Since their birth until their death they always remain at a secondary position. In recent years, a lot of pro-women legislation has been done in Pakistan and neighboring countries that apparently empower women. Nonetheless, there is a group that is creating hurdles in women’s journey toward peace and development. Because, while on the one hand a lot of legislation is being done, on the other the incidents of injustice, discrimination and assault against women are increasing. While treatment towards women in the Taliban era still haunts us, in India we are witnessing ever increasing rape incidents. At the same time, in Pakistan, pro-women legislation has been violated at a great scale. The irony is that governments seem helpless in this regard.

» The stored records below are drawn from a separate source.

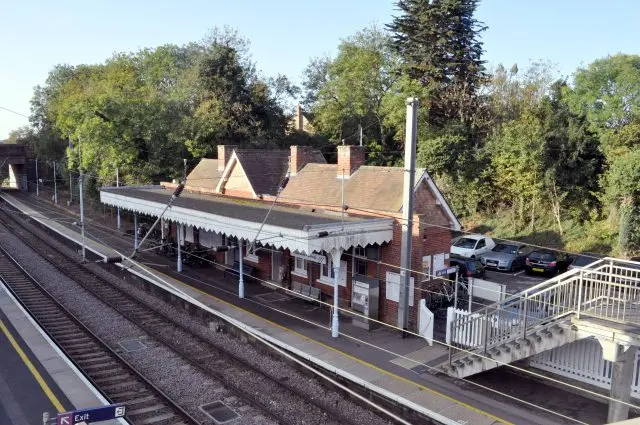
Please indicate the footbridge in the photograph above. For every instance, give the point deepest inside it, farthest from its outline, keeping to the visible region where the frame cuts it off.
(600, 301)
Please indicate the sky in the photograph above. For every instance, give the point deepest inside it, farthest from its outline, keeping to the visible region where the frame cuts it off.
(35, 35)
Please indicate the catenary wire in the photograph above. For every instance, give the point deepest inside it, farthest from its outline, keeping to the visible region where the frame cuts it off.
(410, 332)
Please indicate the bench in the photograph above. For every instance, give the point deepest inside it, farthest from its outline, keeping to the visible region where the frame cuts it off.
(235, 270)
(306, 290)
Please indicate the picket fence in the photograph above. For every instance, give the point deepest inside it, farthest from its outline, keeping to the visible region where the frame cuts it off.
(582, 360)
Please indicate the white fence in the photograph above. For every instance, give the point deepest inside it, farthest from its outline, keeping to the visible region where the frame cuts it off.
(467, 334)
(582, 360)
(425, 322)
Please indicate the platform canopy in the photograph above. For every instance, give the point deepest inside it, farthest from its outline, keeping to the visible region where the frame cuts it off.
(291, 228)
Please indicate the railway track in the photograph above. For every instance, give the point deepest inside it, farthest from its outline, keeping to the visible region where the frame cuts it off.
(223, 365)
(116, 379)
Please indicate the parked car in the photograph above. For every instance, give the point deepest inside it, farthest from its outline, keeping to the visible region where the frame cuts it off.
(472, 246)
(584, 259)
(546, 262)
(467, 267)
(505, 256)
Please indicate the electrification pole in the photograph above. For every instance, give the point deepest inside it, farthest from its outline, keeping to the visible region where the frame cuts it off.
(37, 180)
(118, 185)
(407, 212)
(80, 183)
(55, 185)
(240, 271)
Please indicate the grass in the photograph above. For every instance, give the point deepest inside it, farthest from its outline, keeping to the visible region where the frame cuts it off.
(595, 236)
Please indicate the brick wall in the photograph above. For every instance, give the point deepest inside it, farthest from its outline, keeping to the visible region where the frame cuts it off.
(224, 153)
(300, 156)
(263, 266)
(350, 158)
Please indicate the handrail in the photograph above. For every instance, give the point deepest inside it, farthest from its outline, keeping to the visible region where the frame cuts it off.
(600, 290)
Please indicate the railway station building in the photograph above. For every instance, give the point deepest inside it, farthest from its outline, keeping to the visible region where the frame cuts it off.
(305, 225)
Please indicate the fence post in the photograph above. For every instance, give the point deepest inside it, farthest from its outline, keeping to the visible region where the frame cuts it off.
(526, 314)
(580, 283)
(485, 330)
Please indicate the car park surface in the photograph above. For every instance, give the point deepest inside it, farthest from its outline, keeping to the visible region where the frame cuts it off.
(506, 257)
(472, 246)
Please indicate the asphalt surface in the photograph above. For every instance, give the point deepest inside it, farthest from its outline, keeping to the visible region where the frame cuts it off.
(515, 282)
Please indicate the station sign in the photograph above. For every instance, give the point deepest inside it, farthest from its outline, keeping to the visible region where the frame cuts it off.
(98, 414)
(314, 258)
(445, 272)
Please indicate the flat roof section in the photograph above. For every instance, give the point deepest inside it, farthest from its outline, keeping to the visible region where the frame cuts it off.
(243, 209)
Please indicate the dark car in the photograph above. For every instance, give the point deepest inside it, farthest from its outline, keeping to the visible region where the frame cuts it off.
(506, 256)
(467, 267)
(546, 262)
(584, 259)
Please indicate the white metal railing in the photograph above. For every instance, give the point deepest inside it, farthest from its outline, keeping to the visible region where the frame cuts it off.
(582, 360)
(608, 289)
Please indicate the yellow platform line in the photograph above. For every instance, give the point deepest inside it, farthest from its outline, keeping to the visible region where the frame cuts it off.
(372, 366)
(45, 388)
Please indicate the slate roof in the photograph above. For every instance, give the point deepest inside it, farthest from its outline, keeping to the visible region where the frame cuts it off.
(265, 169)
(371, 188)
(205, 175)
(243, 209)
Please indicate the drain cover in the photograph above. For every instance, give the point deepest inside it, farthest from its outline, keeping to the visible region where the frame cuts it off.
(132, 345)
(272, 297)
(219, 412)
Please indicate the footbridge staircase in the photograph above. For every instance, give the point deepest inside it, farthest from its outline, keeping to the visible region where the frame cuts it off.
(601, 300)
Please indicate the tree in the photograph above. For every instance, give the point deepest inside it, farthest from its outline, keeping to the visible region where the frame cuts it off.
(358, 89)
(607, 92)
(623, 192)
(19, 136)
(517, 169)
(439, 42)
(572, 158)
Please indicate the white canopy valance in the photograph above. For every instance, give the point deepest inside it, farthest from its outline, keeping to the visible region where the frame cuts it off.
(306, 240)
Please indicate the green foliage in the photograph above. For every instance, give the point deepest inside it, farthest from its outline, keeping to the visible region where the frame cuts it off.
(606, 91)
(145, 111)
(360, 87)
(572, 160)
(439, 42)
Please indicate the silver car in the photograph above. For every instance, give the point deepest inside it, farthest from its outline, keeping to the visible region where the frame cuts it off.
(506, 257)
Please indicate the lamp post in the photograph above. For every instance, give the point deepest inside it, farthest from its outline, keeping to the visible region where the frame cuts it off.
(225, 248)
(118, 185)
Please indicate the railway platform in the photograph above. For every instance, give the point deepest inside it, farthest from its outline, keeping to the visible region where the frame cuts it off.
(378, 360)
(35, 376)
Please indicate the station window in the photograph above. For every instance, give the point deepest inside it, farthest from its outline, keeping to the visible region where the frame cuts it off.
(327, 270)
(300, 267)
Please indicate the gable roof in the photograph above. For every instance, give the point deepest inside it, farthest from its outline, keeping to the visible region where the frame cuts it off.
(369, 187)
(264, 169)
(205, 175)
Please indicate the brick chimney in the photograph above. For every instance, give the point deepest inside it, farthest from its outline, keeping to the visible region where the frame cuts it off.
(224, 153)
(299, 118)
(300, 156)
(350, 158)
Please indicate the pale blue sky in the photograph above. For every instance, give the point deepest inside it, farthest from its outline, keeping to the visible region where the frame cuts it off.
(37, 34)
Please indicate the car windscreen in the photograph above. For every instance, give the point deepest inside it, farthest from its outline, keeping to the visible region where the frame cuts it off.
(473, 265)
(466, 243)
(543, 256)
(583, 260)
(509, 249)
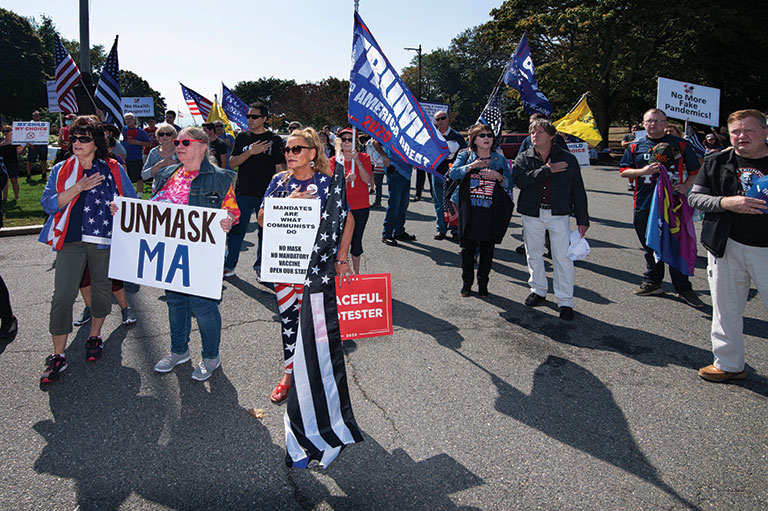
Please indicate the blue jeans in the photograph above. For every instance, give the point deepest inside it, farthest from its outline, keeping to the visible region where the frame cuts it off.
(181, 307)
(247, 205)
(397, 205)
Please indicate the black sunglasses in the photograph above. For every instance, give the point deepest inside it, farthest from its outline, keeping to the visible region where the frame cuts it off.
(294, 149)
(186, 142)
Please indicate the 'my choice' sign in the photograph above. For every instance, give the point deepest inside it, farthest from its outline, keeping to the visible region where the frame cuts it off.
(689, 101)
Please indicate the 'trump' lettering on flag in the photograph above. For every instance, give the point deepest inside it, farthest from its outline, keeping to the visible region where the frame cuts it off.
(235, 108)
(319, 421)
(521, 76)
(381, 104)
(67, 76)
(108, 89)
(198, 105)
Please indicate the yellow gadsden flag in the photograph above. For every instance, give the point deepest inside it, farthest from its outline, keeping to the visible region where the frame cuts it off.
(578, 122)
(217, 114)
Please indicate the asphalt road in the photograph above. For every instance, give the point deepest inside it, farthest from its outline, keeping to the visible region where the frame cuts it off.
(471, 404)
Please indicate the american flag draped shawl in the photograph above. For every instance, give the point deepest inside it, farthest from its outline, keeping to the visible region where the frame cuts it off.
(198, 105)
(67, 76)
(108, 96)
(319, 421)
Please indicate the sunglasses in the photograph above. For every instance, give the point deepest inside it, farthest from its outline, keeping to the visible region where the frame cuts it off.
(294, 149)
(186, 142)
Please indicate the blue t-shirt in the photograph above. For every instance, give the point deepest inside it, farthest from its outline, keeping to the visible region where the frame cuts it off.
(638, 154)
(134, 152)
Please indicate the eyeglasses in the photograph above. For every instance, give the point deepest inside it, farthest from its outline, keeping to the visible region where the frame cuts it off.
(186, 142)
(294, 149)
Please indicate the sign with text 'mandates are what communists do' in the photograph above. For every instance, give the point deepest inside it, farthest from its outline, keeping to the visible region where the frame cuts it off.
(169, 246)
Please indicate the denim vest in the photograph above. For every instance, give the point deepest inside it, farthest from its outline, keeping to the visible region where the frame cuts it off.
(207, 189)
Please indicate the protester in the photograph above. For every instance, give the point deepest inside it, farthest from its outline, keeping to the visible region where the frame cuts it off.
(10, 155)
(79, 230)
(163, 155)
(357, 189)
(380, 162)
(399, 183)
(258, 156)
(485, 206)
(455, 143)
(170, 118)
(551, 188)
(735, 233)
(636, 166)
(307, 177)
(194, 182)
(218, 149)
(37, 152)
(136, 139)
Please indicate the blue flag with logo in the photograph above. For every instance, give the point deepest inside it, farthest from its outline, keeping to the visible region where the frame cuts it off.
(235, 108)
(382, 106)
(521, 76)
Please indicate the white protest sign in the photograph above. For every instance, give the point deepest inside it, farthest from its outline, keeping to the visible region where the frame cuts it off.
(53, 98)
(29, 132)
(290, 227)
(581, 151)
(430, 109)
(140, 107)
(689, 101)
(169, 246)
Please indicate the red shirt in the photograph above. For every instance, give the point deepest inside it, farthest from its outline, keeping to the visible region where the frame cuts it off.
(357, 196)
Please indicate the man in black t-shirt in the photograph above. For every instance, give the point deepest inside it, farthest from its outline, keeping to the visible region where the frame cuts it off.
(258, 155)
(735, 232)
(217, 146)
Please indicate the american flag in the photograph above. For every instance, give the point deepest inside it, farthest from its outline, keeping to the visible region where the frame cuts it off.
(108, 89)
(67, 75)
(318, 417)
(491, 114)
(198, 105)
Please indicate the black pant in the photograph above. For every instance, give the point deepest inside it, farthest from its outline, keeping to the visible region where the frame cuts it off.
(654, 271)
(468, 249)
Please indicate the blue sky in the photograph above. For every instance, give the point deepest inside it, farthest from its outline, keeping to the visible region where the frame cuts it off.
(204, 43)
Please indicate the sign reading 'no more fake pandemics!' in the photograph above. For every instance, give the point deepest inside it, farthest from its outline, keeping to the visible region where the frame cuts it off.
(169, 246)
(290, 228)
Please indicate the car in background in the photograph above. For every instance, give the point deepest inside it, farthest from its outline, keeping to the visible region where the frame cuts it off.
(510, 144)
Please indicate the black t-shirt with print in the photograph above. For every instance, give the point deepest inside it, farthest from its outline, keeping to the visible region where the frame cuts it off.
(750, 230)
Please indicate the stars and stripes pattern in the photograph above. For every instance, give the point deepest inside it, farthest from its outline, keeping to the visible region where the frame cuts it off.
(198, 105)
(491, 114)
(319, 421)
(108, 95)
(67, 76)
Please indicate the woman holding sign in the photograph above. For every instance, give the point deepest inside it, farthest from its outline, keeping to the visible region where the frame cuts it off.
(77, 199)
(357, 196)
(194, 182)
(307, 177)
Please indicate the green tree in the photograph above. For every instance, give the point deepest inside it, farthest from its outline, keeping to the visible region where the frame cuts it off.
(22, 61)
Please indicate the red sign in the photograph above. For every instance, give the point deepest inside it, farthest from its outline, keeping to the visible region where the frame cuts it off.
(365, 306)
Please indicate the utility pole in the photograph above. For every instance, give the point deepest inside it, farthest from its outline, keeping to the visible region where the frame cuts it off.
(418, 51)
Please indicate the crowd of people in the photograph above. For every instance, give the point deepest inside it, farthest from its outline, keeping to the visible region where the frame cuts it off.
(472, 192)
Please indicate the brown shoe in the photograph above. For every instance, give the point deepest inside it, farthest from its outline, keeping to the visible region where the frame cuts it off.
(712, 373)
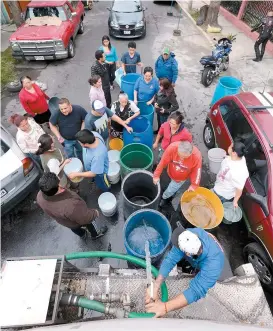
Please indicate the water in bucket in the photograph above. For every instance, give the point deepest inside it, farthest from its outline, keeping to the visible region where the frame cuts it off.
(143, 233)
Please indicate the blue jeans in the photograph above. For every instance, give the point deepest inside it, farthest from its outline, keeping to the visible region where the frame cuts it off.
(172, 188)
(102, 182)
(73, 149)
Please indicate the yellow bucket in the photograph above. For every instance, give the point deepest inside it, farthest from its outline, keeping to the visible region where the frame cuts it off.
(212, 203)
(116, 144)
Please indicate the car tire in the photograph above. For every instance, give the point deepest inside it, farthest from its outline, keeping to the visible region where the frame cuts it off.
(207, 76)
(71, 49)
(208, 136)
(81, 28)
(14, 86)
(255, 255)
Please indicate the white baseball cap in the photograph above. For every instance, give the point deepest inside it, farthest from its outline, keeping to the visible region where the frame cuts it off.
(188, 242)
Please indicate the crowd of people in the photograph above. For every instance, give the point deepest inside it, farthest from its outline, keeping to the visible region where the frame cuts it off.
(71, 131)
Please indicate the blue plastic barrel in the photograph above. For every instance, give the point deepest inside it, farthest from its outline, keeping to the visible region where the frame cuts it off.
(226, 86)
(128, 83)
(151, 218)
(142, 132)
(146, 111)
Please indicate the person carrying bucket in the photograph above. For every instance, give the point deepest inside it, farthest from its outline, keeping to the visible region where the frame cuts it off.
(232, 176)
(205, 255)
(130, 59)
(183, 161)
(126, 110)
(95, 159)
(99, 117)
(146, 87)
(68, 208)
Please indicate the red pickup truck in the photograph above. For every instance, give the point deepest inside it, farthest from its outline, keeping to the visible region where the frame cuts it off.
(49, 30)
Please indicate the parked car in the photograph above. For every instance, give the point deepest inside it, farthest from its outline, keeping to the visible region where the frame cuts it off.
(127, 19)
(41, 37)
(249, 117)
(18, 174)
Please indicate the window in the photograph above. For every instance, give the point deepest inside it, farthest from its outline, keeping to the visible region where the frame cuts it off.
(68, 11)
(46, 11)
(4, 148)
(74, 4)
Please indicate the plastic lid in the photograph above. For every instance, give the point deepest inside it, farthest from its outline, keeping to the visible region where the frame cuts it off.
(75, 165)
(232, 214)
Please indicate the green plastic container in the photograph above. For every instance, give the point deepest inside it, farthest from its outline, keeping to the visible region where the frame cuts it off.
(135, 157)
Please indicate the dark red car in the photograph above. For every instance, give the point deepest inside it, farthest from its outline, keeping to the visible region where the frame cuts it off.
(248, 116)
(39, 39)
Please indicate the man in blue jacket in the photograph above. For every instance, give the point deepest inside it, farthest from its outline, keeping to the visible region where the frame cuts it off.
(166, 66)
(204, 253)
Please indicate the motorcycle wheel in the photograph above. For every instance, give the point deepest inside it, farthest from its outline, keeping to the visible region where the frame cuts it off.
(207, 76)
(226, 64)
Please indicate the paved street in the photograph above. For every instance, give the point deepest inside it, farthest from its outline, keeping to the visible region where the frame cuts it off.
(27, 231)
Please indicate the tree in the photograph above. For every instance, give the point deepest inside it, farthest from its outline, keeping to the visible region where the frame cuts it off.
(15, 11)
(212, 17)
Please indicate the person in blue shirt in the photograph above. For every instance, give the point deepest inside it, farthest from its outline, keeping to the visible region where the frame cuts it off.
(95, 159)
(146, 87)
(202, 250)
(111, 58)
(130, 59)
(166, 66)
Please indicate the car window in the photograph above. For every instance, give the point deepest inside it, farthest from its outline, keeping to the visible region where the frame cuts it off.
(68, 11)
(46, 11)
(74, 4)
(127, 6)
(4, 148)
(235, 121)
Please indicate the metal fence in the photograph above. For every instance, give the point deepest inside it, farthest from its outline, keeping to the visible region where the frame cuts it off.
(232, 6)
(255, 11)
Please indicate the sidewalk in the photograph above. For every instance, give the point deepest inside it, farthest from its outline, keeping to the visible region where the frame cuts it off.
(6, 31)
(255, 76)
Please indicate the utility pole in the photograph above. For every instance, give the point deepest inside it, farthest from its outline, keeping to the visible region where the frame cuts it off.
(15, 11)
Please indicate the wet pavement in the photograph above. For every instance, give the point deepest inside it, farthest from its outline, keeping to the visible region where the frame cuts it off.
(27, 231)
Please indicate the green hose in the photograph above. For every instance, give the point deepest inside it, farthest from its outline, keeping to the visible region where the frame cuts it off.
(95, 305)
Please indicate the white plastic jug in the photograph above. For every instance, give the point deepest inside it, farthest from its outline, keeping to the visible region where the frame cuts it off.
(113, 155)
(75, 165)
(216, 156)
(108, 204)
(114, 172)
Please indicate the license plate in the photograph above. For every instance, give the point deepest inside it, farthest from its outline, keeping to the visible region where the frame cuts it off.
(3, 192)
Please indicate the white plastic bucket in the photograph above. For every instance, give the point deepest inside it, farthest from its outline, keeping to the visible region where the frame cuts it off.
(108, 204)
(113, 155)
(75, 165)
(216, 156)
(114, 172)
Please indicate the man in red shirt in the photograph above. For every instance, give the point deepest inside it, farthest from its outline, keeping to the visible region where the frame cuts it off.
(183, 161)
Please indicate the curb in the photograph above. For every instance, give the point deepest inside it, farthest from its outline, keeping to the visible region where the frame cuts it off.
(193, 21)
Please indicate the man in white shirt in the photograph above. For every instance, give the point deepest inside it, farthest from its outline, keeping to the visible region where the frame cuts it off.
(233, 174)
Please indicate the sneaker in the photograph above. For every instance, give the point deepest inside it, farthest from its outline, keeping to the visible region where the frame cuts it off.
(102, 232)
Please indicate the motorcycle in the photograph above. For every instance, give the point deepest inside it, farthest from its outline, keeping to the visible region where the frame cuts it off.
(218, 61)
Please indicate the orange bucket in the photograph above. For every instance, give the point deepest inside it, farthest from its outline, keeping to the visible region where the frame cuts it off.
(116, 144)
(209, 208)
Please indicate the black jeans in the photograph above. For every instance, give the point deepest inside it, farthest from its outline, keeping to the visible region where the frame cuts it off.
(111, 71)
(92, 228)
(263, 42)
(107, 94)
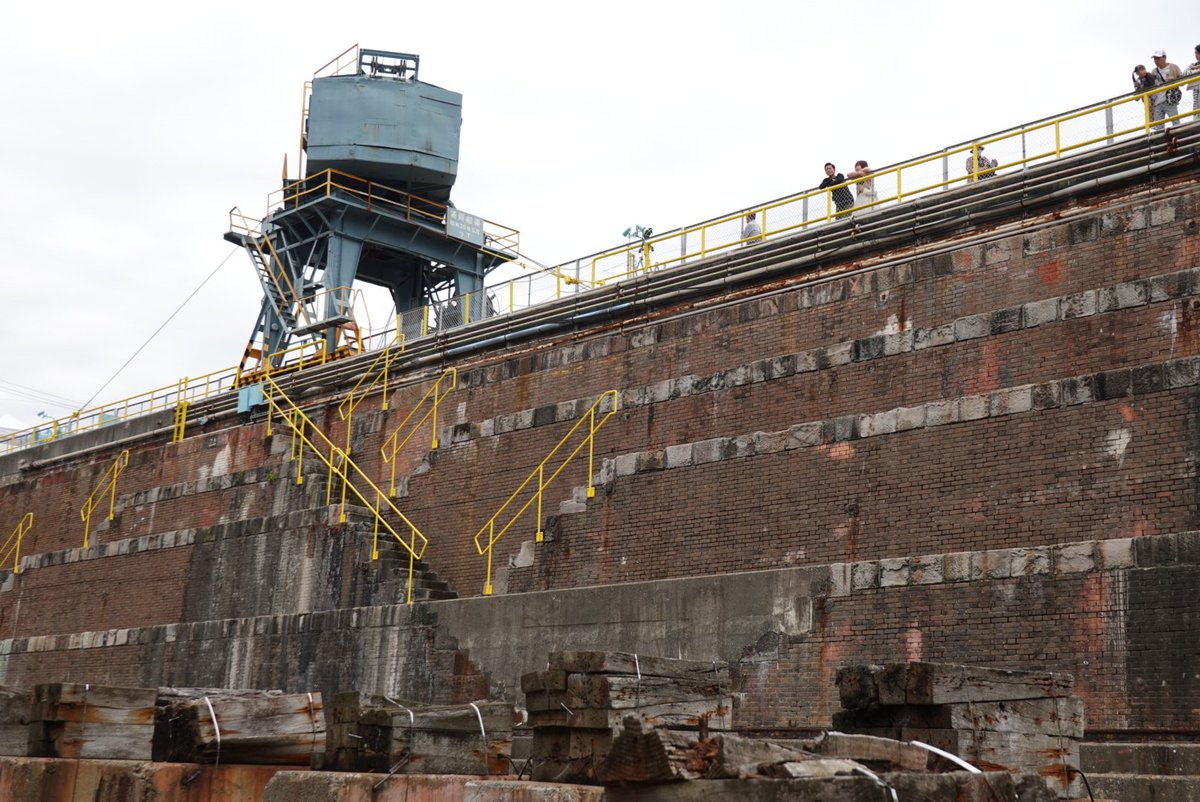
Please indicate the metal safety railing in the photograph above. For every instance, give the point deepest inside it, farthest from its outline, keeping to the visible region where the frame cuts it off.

Whether it is ever growing terrorism in the region, unnecessary usage of power or a desire to establish hegemony, women suffer and women in the region only want peace. Women always have to pay the price of the bloodshed.
The situation regarding peace and security is not encouraging throughout South Asia. States will have to take steps in this regard. Otherwise, it will take centuries to compensate for the damages done by this chaos.
Disclaimer: As with all WRN blogs written by staff, members and outside experts, views expressed are not necessarily those of all members of the networks. The views represented here are not intended to create any tension between the different communities present in India, or amongst the different countries in South Asia. It should rather be treated as an appeal to our humane and rationale nature, and a desire for sustainable peace across the region, within and outside our borders.